Volontariat

Abgesehen von Fachmedien und Magazinen aus dem Bereich kulinarischer Journalismus bieten regionale Tageszeitungen die besten Chancen für Volontäre, in diesen Fachbereich erste Erfahrungen zu sammeln. Die besten Gelegenheiten bilden dabei die Lokalredaktionen, in welchen sie im Rahmen der Ausbildung neben den Mantelressorts tätig sind. Hier bieten sich für die Nachwuchsjournalisten die häufigsten Gelegenheiten, aus ihrem bevorzugten Fachbereich berichten zu können. Denn die entsprechenden Seiten werden üblicherweise von einem Stamm an festen Mitarbeitern beliefert. Für die Nachwuchsjournalisten ergibt sich vielleicht die Möglichkeit, einen guten Bericht im Mantelteil unterbringen zu können, doch das ist eher die Ausnahme als die Regel.

Autodidakten sind gefragt

Legen die Berufsanfänger Wert auf eine fundierte journalistische Ausbildung, bevor sie sich auf den kulinarischen Journalismus festlegen, müssen sie einige Umwege einschlagen. Der direkteste Weg über das Volontariat ist ihnen nämlich aus formalen Gründen in der Regel verwehrt. Die meisten Medien fordern von den Bewerbern ein abgeschlossenes Hochschulstudium. Doch weder an den Universitäten noch an Journalistenschulen, die eine Alternative zum Volontariat darstellen, gibt es ein fachspezifisches Angebot für angehende Kulinar- bzw. Foodjournalisten.

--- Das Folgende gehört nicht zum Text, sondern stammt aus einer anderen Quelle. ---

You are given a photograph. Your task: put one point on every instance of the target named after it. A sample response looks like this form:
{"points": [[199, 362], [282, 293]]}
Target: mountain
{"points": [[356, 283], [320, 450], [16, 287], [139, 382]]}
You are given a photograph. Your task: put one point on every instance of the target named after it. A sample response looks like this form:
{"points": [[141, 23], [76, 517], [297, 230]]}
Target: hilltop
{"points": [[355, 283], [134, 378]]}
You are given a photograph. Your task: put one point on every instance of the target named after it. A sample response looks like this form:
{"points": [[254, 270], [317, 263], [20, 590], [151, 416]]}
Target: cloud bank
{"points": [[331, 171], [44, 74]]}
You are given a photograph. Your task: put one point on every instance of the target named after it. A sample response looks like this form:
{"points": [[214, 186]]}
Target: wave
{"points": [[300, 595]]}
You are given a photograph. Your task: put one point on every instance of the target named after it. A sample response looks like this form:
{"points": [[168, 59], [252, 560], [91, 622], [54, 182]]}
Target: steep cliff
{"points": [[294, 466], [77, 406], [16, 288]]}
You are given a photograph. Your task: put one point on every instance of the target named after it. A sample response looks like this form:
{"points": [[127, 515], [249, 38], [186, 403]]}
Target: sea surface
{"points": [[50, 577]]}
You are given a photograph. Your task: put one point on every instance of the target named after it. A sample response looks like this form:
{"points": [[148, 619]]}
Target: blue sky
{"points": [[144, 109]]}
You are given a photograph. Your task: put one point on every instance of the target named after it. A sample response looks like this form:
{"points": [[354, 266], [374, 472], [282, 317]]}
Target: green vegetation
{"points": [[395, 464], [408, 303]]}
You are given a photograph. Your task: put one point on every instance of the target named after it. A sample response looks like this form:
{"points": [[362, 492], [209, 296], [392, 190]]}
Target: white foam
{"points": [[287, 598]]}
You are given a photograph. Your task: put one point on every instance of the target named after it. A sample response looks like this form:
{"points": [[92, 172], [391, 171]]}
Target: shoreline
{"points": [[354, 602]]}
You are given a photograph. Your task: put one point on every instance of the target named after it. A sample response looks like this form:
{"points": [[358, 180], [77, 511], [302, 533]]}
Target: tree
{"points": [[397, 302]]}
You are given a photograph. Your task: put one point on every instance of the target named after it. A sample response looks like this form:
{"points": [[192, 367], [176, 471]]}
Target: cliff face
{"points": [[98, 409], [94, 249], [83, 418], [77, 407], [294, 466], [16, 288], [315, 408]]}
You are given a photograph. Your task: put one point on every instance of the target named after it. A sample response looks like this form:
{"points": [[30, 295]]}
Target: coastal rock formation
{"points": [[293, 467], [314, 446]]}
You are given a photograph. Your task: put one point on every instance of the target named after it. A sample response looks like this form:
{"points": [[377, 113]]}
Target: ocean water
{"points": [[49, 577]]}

Der Studiengang Tourismusmanagement ist thematisch am nächsten am späteren Fachbereich der angehenden Kulinar- bzw. Foodjournalisten. Dieser Umweg muss allerdings kein Nachteil sein. Denn die Studenten eignen sich während des Studiums ein umfangreiches Wissen über das Umfeld des kulinarischen Journalismus an, welches ihnen später vielleicht einige Vorteile bringen kann, weil auf diese Aspekte kein Kollege achtet. Ein einfaches Beispiel aus der Praxis: Wenn bei einem Restauranttest zwar die Küche hervorragend doch der Service schlecht ist, wird das Haus kaum die Bestnote bekommen. Schließlich schätzt der Gast ein Lokal vor allem dann, wenn er sich rundum wohlfühlen kann. Und dazu gehört eben auch ein hervorragender Service.

Die Studieninhalte

Grundsätzlich soll der Studiengang Tourismusmanagement die künftigen Führungskräfte von Anbietern touristischer Leistungen auf ihre späteren Aufgaben vorbereiten. Wichtige Elemente des Studiums sind deshalb neben der Tourismuslehre an sich auch die allgemeine Managementlehre sowie die Betriebswirtschaftslehre. Angeboten wird dieser Studiengang insgesamt von 25 Universitäten und Hochschulen in Deutschland.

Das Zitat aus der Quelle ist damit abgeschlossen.